Close-up images taken by the Galileo spacecraft of portions of Europa’s surface show places where ice has broken up and moved apart, and where liquid may have come from below and frozen smoothly on the surface. The low number of craters on Europa leads scientists to believe that a subsurface ocean has been present in recent geologic history and may still exist today. The heat needed to melt the ice in a place so far from the Sun is thought to come from inside Europa, resulting primarily from the same type of tidal forces that drive Io’s volcanoes.
So better bring a microwave if you want to heat up some pizza!
C.B. and Keith worked me over a little for not asking her after first period. I assured them, I would do it. They had nothing to worry about.
“When?” C.B. wanted to know.
I headed to gym and left it at that.
In gym we were supposed to go outside for softball, but it was raining so Coach Marsh just gave out basketballs and let people shoot around. He was my freshmen basketball coach. He called me a noodle once and it has always stayed with me.
“You’re like a wet noodle, Tommy Lamb, just a floppy wet noodle,” he said with his hands on my shoulders and shaking me.
Not that anyone else even remembers. Yet I do, three years later. And I probably always will.
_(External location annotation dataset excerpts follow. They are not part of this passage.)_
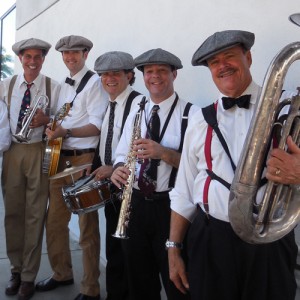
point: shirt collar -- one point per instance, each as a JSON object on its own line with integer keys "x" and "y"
{"x": 253, "y": 89}
{"x": 123, "y": 96}
{"x": 164, "y": 105}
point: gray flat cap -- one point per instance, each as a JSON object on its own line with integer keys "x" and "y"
{"x": 73, "y": 42}
{"x": 221, "y": 41}
{"x": 295, "y": 18}
{"x": 157, "y": 57}
{"x": 31, "y": 44}
{"x": 114, "y": 61}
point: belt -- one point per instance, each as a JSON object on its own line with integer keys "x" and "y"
{"x": 154, "y": 196}
{"x": 76, "y": 152}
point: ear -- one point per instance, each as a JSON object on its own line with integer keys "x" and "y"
{"x": 174, "y": 74}
{"x": 129, "y": 76}
{"x": 249, "y": 58}
{"x": 85, "y": 54}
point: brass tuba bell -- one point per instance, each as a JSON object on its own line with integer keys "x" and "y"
{"x": 279, "y": 210}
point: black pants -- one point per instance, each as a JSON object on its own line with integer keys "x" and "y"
{"x": 116, "y": 280}
{"x": 222, "y": 266}
{"x": 145, "y": 254}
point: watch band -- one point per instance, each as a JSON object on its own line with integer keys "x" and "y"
{"x": 68, "y": 134}
{"x": 170, "y": 244}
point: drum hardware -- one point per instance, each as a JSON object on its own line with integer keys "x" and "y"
{"x": 70, "y": 170}
{"x": 86, "y": 195}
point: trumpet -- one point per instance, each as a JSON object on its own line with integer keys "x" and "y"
{"x": 24, "y": 135}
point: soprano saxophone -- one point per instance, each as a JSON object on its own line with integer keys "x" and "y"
{"x": 130, "y": 164}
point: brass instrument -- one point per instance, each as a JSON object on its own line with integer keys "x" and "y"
{"x": 279, "y": 210}
{"x": 24, "y": 135}
{"x": 130, "y": 164}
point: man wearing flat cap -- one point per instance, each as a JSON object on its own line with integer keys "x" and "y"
{"x": 116, "y": 69}
{"x": 162, "y": 131}
{"x": 220, "y": 264}
{"x": 80, "y": 131}
{"x": 25, "y": 187}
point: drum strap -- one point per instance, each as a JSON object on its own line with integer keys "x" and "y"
{"x": 184, "y": 123}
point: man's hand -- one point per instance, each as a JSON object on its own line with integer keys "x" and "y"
{"x": 177, "y": 270}
{"x": 119, "y": 176}
{"x": 58, "y": 132}
{"x": 284, "y": 167}
{"x": 146, "y": 148}
{"x": 39, "y": 119}
{"x": 103, "y": 172}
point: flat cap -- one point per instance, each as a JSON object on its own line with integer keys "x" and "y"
{"x": 295, "y": 18}
{"x": 31, "y": 43}
{"x": 157, "y": 57}
{"x": 73, "y": 42}
{"x": 221, "y": 41}
{"x": 114, "y": 61}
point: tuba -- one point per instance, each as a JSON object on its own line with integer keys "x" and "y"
{"x": 24, "y": 135}
{"x": 130, "y": 164}
{"x": 279, "y": 210}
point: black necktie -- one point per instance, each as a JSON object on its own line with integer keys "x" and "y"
{"x": 24, "y": 105}
{"x": 110, "y": 132}
{"x": 243, "y": 102}
{"x": 148, "y": 173}
{"x": 69, "y": 81}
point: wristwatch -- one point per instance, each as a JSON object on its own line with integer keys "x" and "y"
{"x": 170, "y": 244}
{"x": 68, "y": 134}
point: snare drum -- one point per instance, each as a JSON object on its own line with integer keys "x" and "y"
{"x": 87, "y": 195}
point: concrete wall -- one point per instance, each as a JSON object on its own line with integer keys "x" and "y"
{"x": 175, "y": 25}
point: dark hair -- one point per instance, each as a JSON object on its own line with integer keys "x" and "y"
{"x": 44, "y": 52}
{"x": 171, "y": 66}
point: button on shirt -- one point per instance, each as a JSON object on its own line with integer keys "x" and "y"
{"x": 19, "y": 89}
{"x": 89, "y": 106}
{"x": 171, "y": 138}
{"x": 119, "y": 112}
{"x": 188, "y": 191}
{"x": 5, "y": 136}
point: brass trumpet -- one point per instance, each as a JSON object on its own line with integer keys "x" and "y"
{"x": 24, "y": 135}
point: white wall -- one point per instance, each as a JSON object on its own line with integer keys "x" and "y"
{"x": 178, "y": 26}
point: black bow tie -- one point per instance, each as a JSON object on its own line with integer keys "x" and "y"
{"x": 242, "y": 101}
{"x": 70, "y": 81}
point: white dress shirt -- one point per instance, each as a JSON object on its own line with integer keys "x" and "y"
{"x": 171, "y": 138}
{"x": 188, "y": 191}
{"x": 118, "y": 119}
{"x": 89, "y": 107}
{"x": 5, "y": 135}
{"x": 37, "y": 89}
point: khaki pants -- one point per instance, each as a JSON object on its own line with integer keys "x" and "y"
{"x": 57, "y": 233}
{"x": 25, "y": 191}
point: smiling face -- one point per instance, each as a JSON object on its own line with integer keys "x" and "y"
{"x": 32, "y": 61}
{"x": 115, "y": 82}
{"x": 74, "y": 60}
{"x": 159, "y": 81}
{"x": 230, "y": 70}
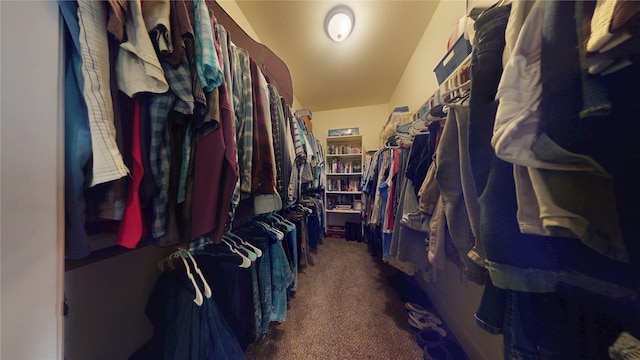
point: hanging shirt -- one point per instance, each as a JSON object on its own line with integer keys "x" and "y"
{"x": 263, "y": 176}
{"x": 243, "y": 107}
{"x": 132, "y": 227}
{"x": 208, "y": 67}
{"x": 179, "y": 98}
{"x": 214, "y": 176}
{"x": 138, "y": 66}
{"x": 94, "y": 51}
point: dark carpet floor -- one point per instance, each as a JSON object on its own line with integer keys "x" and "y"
{"x": 349, "y": 305}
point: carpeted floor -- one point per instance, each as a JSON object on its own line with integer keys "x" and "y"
{"x": 349, "y": 305}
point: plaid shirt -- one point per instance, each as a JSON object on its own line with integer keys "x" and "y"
{"x": 243, "y": 107}
{"x": 262, "y": 173}
{"x": 208, "y": 67}
{"x": 276, "y": 114}
{"x": 179, "y": 98}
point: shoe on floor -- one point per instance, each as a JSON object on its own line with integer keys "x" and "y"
{"x": 417, "y": 309}
{"x": 420, "y": 323}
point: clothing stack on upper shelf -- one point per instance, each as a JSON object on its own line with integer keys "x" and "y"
{"x": 529, "y": 185}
I can still hear his chirpy voice as he grabbed me by the shoulders and shook me.
Of course he didn’t put it together that my mom was sick, and we were eating a lot of frozen dinners and things like that, but still, I’ve always resented him after that.
I was cut the next year. People are always asking me if I play basketball, because I’m so tall, and it really depresses me. It’s just one more thing orbiting my head.
I got into a three-on-three game. When Coach Marsh called, “Balls in!” the game was tied. Well, two of the guys in the game, Irakli and Leo, have the biggest rivalry in all of basketball going, save Bird and Magic.
Irakli is from a little country called Georgia, and Leo is Russian, so it gets pretty intense. We played next bucket wins, but no one could score. The game went on and on, and still no one made a point. Even Coach Marsh came over and tried to get the ball, but just then Irakli hit a jumper. Leo was furious. He thought Irakli had traveled. So he started calling Irakli, “Broccoli,” which is really a way to push his button.
We had already given back our gym lockers since it’s the end of the year. So we played in our regular clothes. I was dripping. I even had sweat stains beneath my armpits.
We were the last ones leaving the gym. Sure enough, who comes around the corner but Cindy. The only thing that surprised me is that I didn’t have a nosebleed or maybe a black eye. Leo and Irakli were still arguing at the top of their lungs. She came around the corner unexpectedly. I almost didn’t even say hello to her.
Ganymede is the largest moon in the Solar System (larger than the planet Mercury), and is the only moon known to have its own internally generated magnetic field. It contains roughly 38% of the mass of Jovian moons.
Callisto’s surface is heavily cratered and ancient, a visible record of events from the early history of the Solar System. However, the very few small craters on Callisto indicate a small degree of current surface activity. (Like, possibly, Bigfoot’s vacation home.) Callisto has 27% of the mass of Jovian moons. It is a stereotypical outer Solar System satellite. So don’t feel bad if people are stereotyping you, it happens to moons, too.